The two best models are both extreme randomized trees: the first uses balanced subsampling -ERT-ss- (i.e., for every random sample used during the iteration of the trees, the sample is balanced by using weights inversely proportional to class frequencies), and serves here as our base model; the second uses an ADASYN oversampling method-ERT-os- and serves as our control model.
4.2. Investigation Office Validation
At the outset, we randomly set aside 10% of the data (30,317 claims). In this final step, we want to go further and examine these initial claims as test data. Our results are shown in Table 5.

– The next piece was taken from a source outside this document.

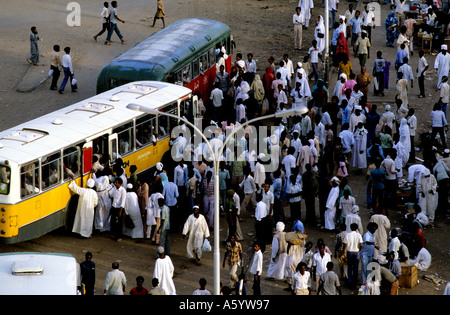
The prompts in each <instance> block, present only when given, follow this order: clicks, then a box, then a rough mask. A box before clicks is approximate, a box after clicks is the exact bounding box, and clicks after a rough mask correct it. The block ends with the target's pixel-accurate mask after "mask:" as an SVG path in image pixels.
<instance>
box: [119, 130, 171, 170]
mask: <svg viewBox="0 0 450 315" xmlns="http://www.w3.org/2000/svg"><path fill="white" fill-rule="evenodd" d="M169 140H170V139H169V138H167V139H163V140H161V141H159V142H158V143H157V144H156V145H148V146H146V147H144V148H142V149H140V150H136V151H135V152H133V153H131V154H129V155H126V156H123V157H122V160H123V162H124V165H126V166H127V168H126V169H125V171H126V174H127V177H129V176H130V166H131V165H136V167H137V173H142V172H145V171H147V170H149V169H150V168H152V167H153V166H155V165H156V163H158V162H160V161H161V159H162V157H163V155H164V153H166V152H167V151H168V150H169V148H170V147H169Z"/></svg>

Original Value | Prediction | Cases |
---|---|---|
Non-Investigated | Non-Fraud | 29.631 |
Fraud | Non-Fraud | 0 |
Non-Investigated | Fraud | 415 |
Fraud | Fraud | 271 |
(a) ERT-ss Robustness Check | ||
Original Value | Prediction | Cases |
Non-Investigated | Non-Fraud | 29.656 |
Fraud | Non-Fraud | 8 |
Non-Investigated | Fraud | 390 |
Fraud | Fraud | 263 |
(b) ERT-os Robustness Check |
As can be appreciated, the control model (Table 5b) has a recall of 97% while the base model (Table 5a) has an impressive recall of 100%. However, the real added value depends on the non-investigated fraud cases, i.e., cases not previously detected but which would boost our results if shown to be fraudulent (non-investigated predicted as fraud). We, therefore, sent these cases to the IO for analysis.

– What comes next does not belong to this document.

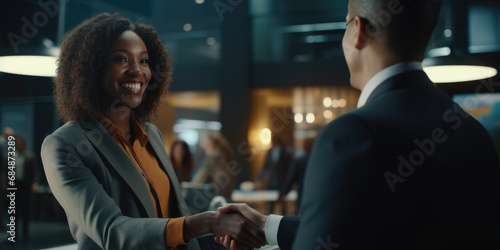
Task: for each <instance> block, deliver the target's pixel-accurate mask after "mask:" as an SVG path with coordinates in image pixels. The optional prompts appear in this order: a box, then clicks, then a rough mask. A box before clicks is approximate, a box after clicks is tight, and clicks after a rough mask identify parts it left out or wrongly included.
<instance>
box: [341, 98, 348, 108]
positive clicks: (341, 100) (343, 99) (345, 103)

The IO investigated 367 cases (at the intersection between the ERT-ss and ERT-os models). Two fraud investigators analyzed each of these cases, none of which they had previously seen as the rule model had not detected them.

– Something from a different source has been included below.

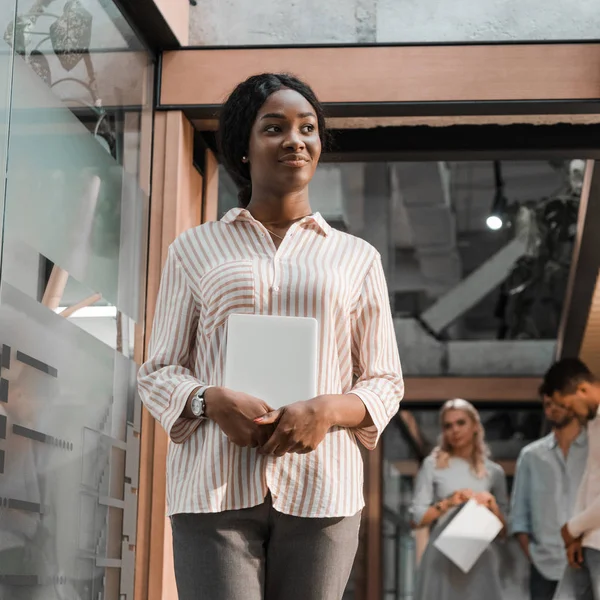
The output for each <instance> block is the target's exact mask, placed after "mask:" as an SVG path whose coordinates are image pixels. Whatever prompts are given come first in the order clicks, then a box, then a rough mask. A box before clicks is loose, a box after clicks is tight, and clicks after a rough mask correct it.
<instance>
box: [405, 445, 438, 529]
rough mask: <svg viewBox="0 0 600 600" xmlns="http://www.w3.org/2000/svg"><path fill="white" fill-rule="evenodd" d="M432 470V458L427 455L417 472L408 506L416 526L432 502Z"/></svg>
mask: <svg viewBox="0 0 600 600" xmlns="http://www.w3.org/2000/svg"><path fill="white" fill-rule="evenodd" d="M433 471H434V463H433V460H432V458H431V457H428V458H426V459H425V460H424V461H423V464H422V465H421V468H420V469H419V472H418V473H417V478H416V482H415V493H414V496H413V502H412V505H411V507H410V515H411V517H412V521H413V523H414V524H415V526H416V527H418V526H419V525H420V524H421V522H422V521H423V517H424V516H425V513H426V512H427V511H428V510H429V508H430V507H431V506H432V505H433V503H434V498H435V496H434V489H433Z"/></svg>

Of these 367 cases, 333 were found to present a very high probability of being fraudulent. This means that only 34 could be ruled out as not being fraudulent. Recall that from the original sample of 415 cases, the fact that 333 presented indications of fraud means we have a precision of 88%. In short, we managed to increase the efficiency of fraud detection by 122.8%. These final outcomes are summarized in Table 6.
Original Value | Prediction | Cases |
---|---|---|
Non-Investigated | Non-Fraud | 29.631 |
Fraud | Non-Fraud | 0 |
Non-Fraud | Fraud | (415 – 333) = 82 |
Fraud | Fraud | (271 + 333) = 604 |
4.3. Dynamic Learning
One of the challenges in fraud detection is that it is a dynamic process which can change its patterns over time. A year later, we retest the model with new data. We now have 519,921 claims to evaluate. We initially start out with a similar proportion of fraud cases (0.88%)- we are now able to train with 4,623 fraud cases to further improve results.
First, we recalculate the unsupervised algorithm, getting a Cluster-Score of 96.89%. As can be seen in Table 7, Cluster 0 contains almost every normal case. On the other hand, we can clearly distinguish two fraud clusters: Cluster 1, in which 99.31% are fraud cases, and Cluster 2, in which 97.36% are fraud cases. Our 50% threshold therefore becomes insignificant again.
Clusters | Fraud | Percentage |
---|---|---|
0 | 0 | 99.4% |
0 | 1 | 0.6% |
1 | 0 | 0.7% |
1 | 1 | 99.3% |
2 | 0 | 2.6% |
2 | 1 | 97.4% |
Using the Extreme Randomized Subsampled approach (ERT-ss) and the Extreme Randomized oversampled with ADASYN (ERT-os), and the Stratified 5-fold cross validation approach we retrain the model. Table 8 shows the main results.
Period | Jan 15–Jan 17 | Jan 15–Jan 18 |
---|---|---|
Claims | 303,166 | 519,921 |
Observed Fraud | 2,641 | 4,623 |
Cluster Score | 96.59% | 96.89% |
Recall Score ERT-ss | 97.34% | 96.31% |
Precision Score ERT-ss | 67.18% | 89.35% |
F-Score ERT-ss | 89.32% | 94.84% |
Recall Score ERT-os | 96.47% | 96.44% |
Precision Score ERT-os | 69.37% | 92.18% |
F-Score ERT-os | 89.48% | 95.56% |
The base model greatly improves the homogeneity of the fraud and non-fraud clusters. In particular, it provides a gain of 33% in the precision score and of 6.2–6.8% in the F-Score.
5. Conclusion
This paper has sought to offer a solution to the problems that arise when working with highly unbalanced data-sets for which the labeling of the majority of cases is unknown. In such cases, we may dispose of a few small samples that contain highly valuable information. Here, we have presented a fraud detection case, drawing on the data provided by a leading insurance company, and have tested a new methodology based on semi-supervised fundamentals to predict fraudulent property claims.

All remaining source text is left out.